Lady on bench in Autumn

The best people in life are nosey. People watching is a common hobby, shared by everyone from the resolute novel writer in the coffee shop to the bleary-eyed commuter on the tube. And with the meteoric popularity of movements like Humans Of New York or the Metro’s ‘60 Seconds With X’ series; hearing peoples’ stories clearly still fascinates us. What is that lady thinking? Where did she get that obscure hat? Why is that man frowning like that? Are those two people a couple or just friends? What does that person dream of at night?

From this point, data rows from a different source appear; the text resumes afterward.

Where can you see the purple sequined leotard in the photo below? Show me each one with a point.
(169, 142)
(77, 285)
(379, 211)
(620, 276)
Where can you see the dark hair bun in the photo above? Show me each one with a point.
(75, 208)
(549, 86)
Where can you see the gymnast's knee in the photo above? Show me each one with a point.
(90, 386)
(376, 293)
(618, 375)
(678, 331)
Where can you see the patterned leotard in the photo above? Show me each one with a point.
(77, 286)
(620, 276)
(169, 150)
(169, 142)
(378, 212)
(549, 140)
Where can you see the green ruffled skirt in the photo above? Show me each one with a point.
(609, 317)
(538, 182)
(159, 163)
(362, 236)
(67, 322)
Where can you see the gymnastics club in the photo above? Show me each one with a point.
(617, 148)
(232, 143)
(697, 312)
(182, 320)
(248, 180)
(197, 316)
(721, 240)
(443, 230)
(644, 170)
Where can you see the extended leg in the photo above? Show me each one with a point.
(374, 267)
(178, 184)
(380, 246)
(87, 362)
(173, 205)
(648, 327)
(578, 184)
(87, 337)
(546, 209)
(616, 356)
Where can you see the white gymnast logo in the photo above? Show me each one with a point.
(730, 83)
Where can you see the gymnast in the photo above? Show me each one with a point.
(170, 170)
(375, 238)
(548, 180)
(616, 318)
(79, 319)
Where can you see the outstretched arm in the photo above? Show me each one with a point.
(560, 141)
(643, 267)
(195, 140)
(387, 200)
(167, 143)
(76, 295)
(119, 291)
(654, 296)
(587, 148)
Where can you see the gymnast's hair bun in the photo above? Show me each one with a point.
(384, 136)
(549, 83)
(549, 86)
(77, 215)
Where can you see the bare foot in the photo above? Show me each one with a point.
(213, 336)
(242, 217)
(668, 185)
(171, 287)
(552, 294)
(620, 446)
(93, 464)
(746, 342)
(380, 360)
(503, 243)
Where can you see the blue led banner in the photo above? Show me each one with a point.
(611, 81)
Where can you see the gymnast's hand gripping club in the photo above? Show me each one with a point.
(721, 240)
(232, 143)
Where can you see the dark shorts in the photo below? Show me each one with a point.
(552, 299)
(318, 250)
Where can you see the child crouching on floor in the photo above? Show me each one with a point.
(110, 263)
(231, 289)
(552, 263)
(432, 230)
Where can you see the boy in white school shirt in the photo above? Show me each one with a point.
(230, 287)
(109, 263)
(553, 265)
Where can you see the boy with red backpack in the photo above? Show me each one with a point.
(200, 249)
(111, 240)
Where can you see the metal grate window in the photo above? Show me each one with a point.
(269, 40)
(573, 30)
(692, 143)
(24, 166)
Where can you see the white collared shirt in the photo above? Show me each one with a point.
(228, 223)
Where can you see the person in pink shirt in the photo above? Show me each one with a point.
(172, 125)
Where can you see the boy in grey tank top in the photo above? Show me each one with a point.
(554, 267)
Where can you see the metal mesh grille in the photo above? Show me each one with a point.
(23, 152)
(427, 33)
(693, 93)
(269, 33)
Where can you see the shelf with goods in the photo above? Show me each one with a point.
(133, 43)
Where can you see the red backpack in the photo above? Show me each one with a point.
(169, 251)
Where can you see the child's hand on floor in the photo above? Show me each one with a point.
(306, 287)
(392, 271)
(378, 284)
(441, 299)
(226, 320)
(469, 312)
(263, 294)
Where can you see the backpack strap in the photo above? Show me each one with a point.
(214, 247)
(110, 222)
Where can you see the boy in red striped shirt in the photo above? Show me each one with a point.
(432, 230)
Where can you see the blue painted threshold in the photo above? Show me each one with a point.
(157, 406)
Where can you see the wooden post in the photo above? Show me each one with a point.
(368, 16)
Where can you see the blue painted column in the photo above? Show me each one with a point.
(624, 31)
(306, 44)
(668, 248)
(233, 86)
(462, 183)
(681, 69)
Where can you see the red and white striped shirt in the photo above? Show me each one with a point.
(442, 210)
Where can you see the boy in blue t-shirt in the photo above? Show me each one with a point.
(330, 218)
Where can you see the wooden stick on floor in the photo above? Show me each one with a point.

I consider such questions, like countless others, over a packed lunch in my local park. It is intriguing to think about another person’s thoughts, emotions and actions. We are insatiably curious about those around us, and public spaces make the perfect spots for a bit of people watching. But recently I’ve begun to think about my local park a bit differently. As more than just the backdrop to London’s assorted players.

Primrose Hill

A good friend of mine recently qualified as a personal trainer and needed experience, so I grudgingly agreed to be one of her first clients. Whilst me gurning and sweating it out in the local park is hardly newsworthy (though each to their own), to distract myself from planking and lunging as part of our weekly sessions, I started to really notice my surroundings.

No longer were the benches objects for sitting, the yellowed central scrub of grass a place to relax, or the bordering trees attractive shade-givers. The space had transformed into a place of physical significance. The forefront feeling being pain. The benches are for hellish press-ups, the central scrub for timed run-sprints, and the trees act as check points from one ache to the next. I know every inch of this space. And since that first gruelling session, I’ve averted my focus from the people in space, to how a person uses space.

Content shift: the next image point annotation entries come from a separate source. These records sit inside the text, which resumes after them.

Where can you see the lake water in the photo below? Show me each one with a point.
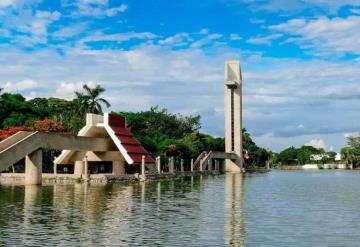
(281, 208)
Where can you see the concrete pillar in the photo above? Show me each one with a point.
(33, 168)
(216, 165)
(233, 115)
(79, 168)
(86, 168)
(143, 165)
(158, 164)
(118, 168)
(171, 165)
(267, 165)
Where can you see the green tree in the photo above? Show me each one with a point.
(90, 101)
(351, 153)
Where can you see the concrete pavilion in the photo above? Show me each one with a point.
(126, 159)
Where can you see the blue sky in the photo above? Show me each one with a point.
(300, 59)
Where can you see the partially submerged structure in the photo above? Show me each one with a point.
(126, 159)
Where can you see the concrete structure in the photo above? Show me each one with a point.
(129, 151)
(104, 146)
(233, 116)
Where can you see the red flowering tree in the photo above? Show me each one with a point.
(48, 125)
(7, 132)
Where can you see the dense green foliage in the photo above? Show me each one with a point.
(303, 155)
(15, 110)
(351, 153)
(165, 134)
(162, 133)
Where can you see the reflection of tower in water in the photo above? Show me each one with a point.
(234, 207)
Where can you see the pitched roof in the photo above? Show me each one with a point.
(125, 140)
(114, 126)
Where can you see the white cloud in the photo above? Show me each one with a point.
(118, 37)
(323, 35)
(206, 40)
(298, 6)
(69, 31)
(95, 8)
(31, 26)
(114, 11)
(20, 85)
(355, 11)
(316, 143)
(235, 36)
(264, 40)
(179, 39)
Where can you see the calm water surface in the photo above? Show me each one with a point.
(281, 208)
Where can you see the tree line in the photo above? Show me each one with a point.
(162, 133)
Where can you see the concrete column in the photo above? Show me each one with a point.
(143, 165)
(233, 115)
(86, 167)
(118, 168)
(158, 164)
(33, 168)
(79, 168)
(171, 165)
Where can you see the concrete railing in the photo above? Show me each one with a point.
(24, 143)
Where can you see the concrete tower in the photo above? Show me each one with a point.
(233, 115)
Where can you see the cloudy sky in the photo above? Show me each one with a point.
(300, 59)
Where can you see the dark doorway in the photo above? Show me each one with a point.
(99, 167)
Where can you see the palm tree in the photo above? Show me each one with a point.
(90, 101)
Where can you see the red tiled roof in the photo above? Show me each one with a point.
(128, 141)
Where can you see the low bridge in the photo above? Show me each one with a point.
(206, 158)
(25, 144)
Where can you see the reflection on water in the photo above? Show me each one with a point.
(234, 226)
(292, 208)
(194, 211)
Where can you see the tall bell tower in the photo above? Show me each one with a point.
(233, 115)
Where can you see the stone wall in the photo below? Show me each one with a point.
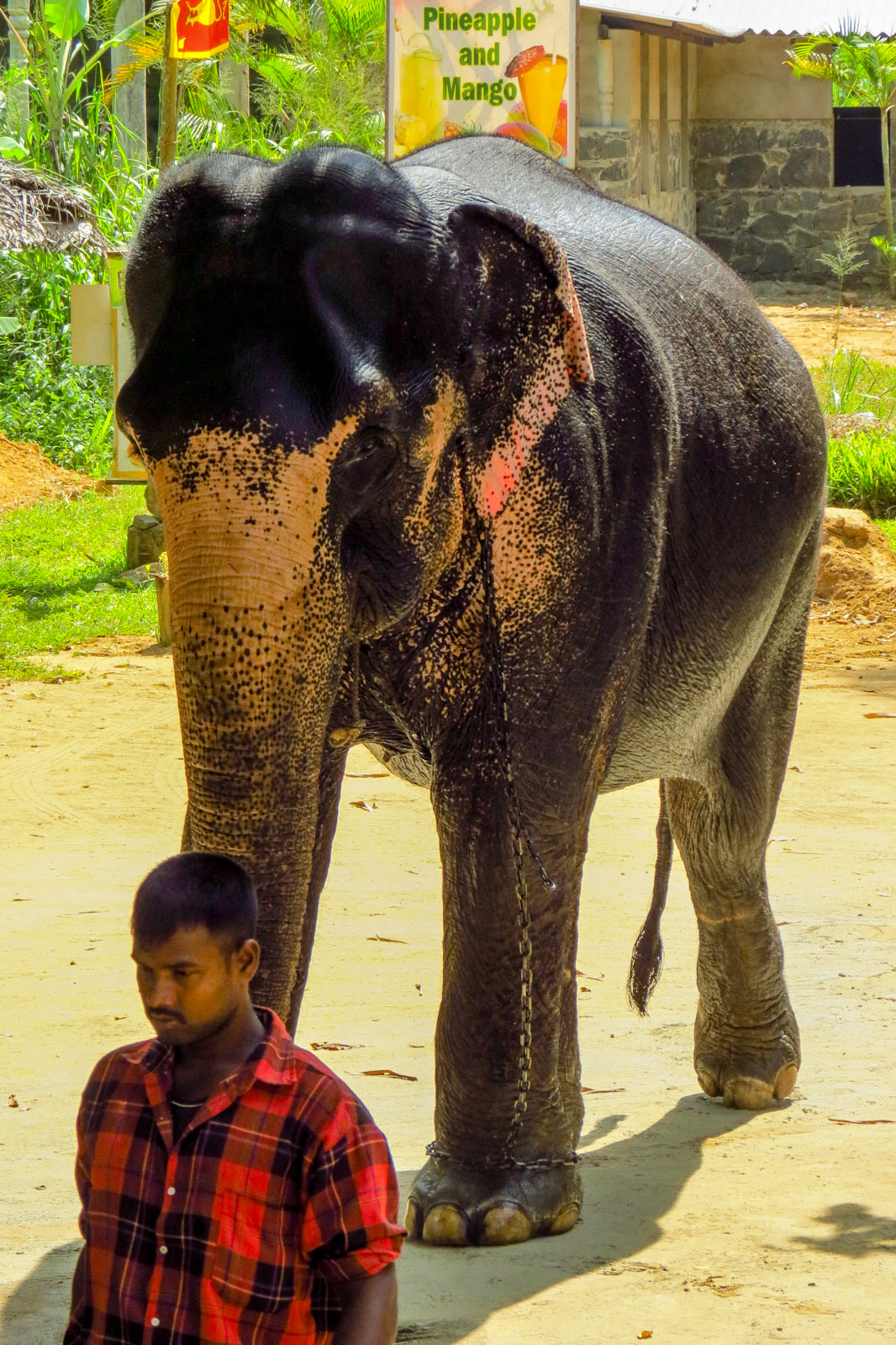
(762, 154)
(766, 202)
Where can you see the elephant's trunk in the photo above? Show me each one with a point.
(257, 616)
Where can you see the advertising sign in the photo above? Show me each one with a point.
(468, 66)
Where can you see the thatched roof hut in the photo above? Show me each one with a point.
(40, 213)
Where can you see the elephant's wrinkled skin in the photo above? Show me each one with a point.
(353, 383)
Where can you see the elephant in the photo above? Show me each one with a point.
(514, 483)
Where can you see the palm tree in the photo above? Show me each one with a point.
(319, 67)
(862, 71)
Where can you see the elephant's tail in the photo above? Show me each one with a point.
(647, 954)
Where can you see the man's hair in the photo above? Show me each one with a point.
(195, 889)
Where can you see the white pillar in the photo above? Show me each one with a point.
(606, 81)
(19, 13)
(131, 98)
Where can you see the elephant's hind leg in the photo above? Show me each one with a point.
(746, 1036)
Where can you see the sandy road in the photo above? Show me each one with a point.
(700, 1224)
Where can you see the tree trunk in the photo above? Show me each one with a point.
(888, 203)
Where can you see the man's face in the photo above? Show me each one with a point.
(192, 984)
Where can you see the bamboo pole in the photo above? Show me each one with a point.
(168, 104)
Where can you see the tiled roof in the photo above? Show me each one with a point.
(732, 18)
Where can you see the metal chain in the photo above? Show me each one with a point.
(501, 1163)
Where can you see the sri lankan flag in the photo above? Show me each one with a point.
(198, 29)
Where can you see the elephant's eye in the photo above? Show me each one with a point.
(372, 440)
(363, 468)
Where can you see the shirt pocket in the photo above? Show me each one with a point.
(253, 1259)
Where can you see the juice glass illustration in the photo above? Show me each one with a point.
(541, 87)
(420, 108)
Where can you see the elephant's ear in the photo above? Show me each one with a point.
(522, 334)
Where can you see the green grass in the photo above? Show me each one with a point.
(851, 382)
(51, 557)
(862, 472)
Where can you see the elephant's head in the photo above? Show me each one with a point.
(329, 380)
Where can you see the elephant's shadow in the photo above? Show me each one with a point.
(629, 1187)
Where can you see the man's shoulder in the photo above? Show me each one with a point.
(319, 1096)
(119, 1064)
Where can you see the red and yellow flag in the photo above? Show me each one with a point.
(198, 29)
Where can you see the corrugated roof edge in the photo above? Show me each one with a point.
(700, 17)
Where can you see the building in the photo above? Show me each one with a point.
(689, 111)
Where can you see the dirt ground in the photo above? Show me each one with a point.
(26, 477)
(810, 326)
(700, 1224)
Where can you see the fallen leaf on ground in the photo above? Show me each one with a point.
(871, 1121)
(390, 1073)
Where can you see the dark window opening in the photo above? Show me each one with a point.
(858, 159)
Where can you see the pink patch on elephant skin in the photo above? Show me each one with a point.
(567, 358)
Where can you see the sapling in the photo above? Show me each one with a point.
(844, 261)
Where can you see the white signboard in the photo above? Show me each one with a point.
(465, 67)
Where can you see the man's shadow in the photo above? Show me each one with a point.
(38, 1309)
(629, 1187)
(855, 1232)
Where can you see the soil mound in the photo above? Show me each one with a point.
(855, 609)
(856, 560)
(26, 477)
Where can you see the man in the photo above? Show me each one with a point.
(233, 1189)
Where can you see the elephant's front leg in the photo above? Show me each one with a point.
(508, 1080)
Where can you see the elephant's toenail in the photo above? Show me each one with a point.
(412, 1219)
(708, 1083)
(445, 1226)
(562, 1221)
(747, 1094)
(786, 1080)
(505, 1224)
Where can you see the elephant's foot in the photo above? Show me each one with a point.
(458, 1207)
(747, 1067)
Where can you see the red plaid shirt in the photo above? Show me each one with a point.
(279, 1188)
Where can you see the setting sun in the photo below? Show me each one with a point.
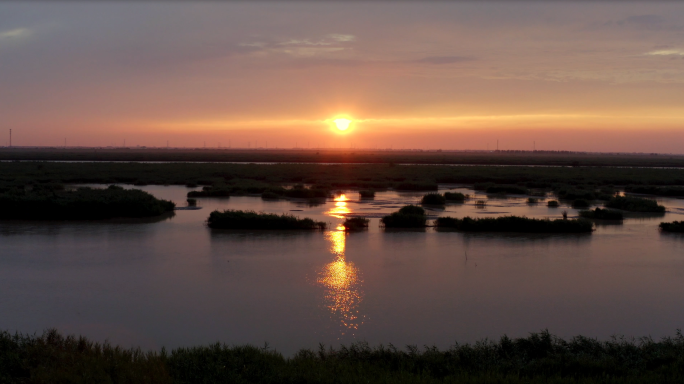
(342, 124)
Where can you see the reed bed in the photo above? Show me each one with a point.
(634, 204)
(675, 226)
(55, 203)
(234, 219)
(538, 358)
(433, 199)
(602, 214)
(355, 223)
(515, 224)
(409, 216)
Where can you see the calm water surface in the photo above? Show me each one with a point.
(174, 282)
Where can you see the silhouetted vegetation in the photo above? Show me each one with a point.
(367, 193)
(538, 358)
(355, 223)
(515, 224)
(409, 216)
(634, 204)
(55, 203)
(580, 203)
(504, 189)
(602, 214)
(454, 196)
(433, 199)
(654, 190)
(234, 219)
(417, 186)
(675, 226)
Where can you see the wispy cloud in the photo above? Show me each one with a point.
(15, 33)
(666, 52)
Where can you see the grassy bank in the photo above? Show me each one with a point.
(233, 219)
(55, 203)
(602, 214)
(634, 204)
(515, 224)
(538, 358)
(410, 216)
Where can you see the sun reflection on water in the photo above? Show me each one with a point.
(340, 208)
(343, 284)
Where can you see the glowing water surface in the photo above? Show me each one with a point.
(174, 282)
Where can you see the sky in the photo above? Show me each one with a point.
(579, 76)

One evening I see a frantic man directing his two disenfranchised actors, using my press-up bench as their deathbed. On another, a group of dancers take turns using the scrub as their podium. The trees one day become pillars, draped haphazardly with bunting to celebrate a child’s birthday.Bunting

Intrigued by this new method of observance, I’ve taken to thinking about space as a fluid organism that can bend to human will. My days of looking for the nearest tube have been swapped for wandering without plan and deliberately getting lost. As many drunken travellers have (perhaps regrettably) had ink-emblazoned on their skin: “Not all those who wander are lost”. A clichéd mantra to follow? Yes. But my writing is better and I feel better.

All the fellow nosey, curious observers out there, I challenge you to turn your thinking on its head. Take a new route to work. Shake things up. Walk and observe. Like Baudelaire’s strolling flâneur or Will Self’s urban walker, space is designed to be explored, adapted and transmuted by us.

Walking away

So let’s get walking shall we?

I wander…

5 Replies to “Spatial Awareness vs. People Watching”

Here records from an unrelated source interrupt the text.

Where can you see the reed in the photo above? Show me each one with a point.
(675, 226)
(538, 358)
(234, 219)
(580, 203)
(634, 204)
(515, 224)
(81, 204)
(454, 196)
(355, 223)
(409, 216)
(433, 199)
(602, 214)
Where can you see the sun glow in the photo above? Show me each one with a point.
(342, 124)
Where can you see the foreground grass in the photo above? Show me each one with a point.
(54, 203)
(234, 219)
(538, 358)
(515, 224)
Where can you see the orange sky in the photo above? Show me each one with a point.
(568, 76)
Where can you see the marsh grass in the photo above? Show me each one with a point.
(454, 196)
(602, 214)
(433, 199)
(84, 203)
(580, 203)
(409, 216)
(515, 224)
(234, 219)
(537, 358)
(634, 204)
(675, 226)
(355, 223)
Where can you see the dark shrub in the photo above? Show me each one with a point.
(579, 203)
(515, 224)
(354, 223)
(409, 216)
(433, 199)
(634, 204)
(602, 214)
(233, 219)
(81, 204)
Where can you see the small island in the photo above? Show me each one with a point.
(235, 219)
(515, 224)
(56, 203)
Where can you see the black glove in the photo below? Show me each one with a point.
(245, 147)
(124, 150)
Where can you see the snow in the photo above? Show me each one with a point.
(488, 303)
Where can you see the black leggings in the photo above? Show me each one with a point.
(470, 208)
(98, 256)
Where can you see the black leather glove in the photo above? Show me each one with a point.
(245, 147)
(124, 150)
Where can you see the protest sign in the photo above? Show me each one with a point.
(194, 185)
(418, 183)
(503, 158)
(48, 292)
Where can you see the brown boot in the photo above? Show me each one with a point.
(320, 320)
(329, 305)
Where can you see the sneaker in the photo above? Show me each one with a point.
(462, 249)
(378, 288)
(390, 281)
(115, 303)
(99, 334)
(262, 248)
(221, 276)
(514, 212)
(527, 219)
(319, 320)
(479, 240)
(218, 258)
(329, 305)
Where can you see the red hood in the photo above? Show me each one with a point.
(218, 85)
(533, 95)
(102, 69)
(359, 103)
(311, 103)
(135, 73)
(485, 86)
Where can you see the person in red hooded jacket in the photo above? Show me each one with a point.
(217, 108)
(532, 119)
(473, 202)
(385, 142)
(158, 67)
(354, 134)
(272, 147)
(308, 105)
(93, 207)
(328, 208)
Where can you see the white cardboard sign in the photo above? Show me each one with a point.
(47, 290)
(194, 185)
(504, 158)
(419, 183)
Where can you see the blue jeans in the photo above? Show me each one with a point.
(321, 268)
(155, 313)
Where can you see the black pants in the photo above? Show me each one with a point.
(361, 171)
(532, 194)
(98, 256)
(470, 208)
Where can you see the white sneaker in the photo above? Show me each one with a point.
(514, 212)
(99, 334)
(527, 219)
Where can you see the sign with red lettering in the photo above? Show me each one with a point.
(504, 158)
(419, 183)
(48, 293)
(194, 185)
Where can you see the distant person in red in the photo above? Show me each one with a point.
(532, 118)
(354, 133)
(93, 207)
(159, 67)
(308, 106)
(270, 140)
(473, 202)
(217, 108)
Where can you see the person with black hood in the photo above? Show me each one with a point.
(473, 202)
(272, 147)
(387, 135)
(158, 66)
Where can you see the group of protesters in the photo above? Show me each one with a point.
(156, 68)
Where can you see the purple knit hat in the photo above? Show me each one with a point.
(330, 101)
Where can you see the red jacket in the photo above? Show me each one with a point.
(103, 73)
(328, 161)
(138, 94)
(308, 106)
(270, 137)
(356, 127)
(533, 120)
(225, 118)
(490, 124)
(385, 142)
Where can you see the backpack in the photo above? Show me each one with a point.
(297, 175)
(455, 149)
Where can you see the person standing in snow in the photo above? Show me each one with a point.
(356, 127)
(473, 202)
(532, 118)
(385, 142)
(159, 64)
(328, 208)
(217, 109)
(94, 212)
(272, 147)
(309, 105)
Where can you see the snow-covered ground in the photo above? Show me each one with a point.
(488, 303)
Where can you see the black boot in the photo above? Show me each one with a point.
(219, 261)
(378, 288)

  1. Wow Ellie, your observation so intriguing! I don’t know if you already, or how much you know about neuroscience of psychology, but your observations are linked very closely with the basic physiology of how the brain itself works! I think that you would find it interesting to study a little of the research which was awarding last years Nobel Prize in Physiology. The research found that the minds navigation is closely linked to hippocampus (where they think memories are stored), ie, the same cells in your brain are activated when recognising a landmark, ie, a bench, a tree or building etc (there is loads more to it, such as how the mind produces grid cells which is the first time ever that has shown how part if the mind actually works) and given that so much behaviour to learnt by memory it would reflect the change in how your mind is working. Cool huh!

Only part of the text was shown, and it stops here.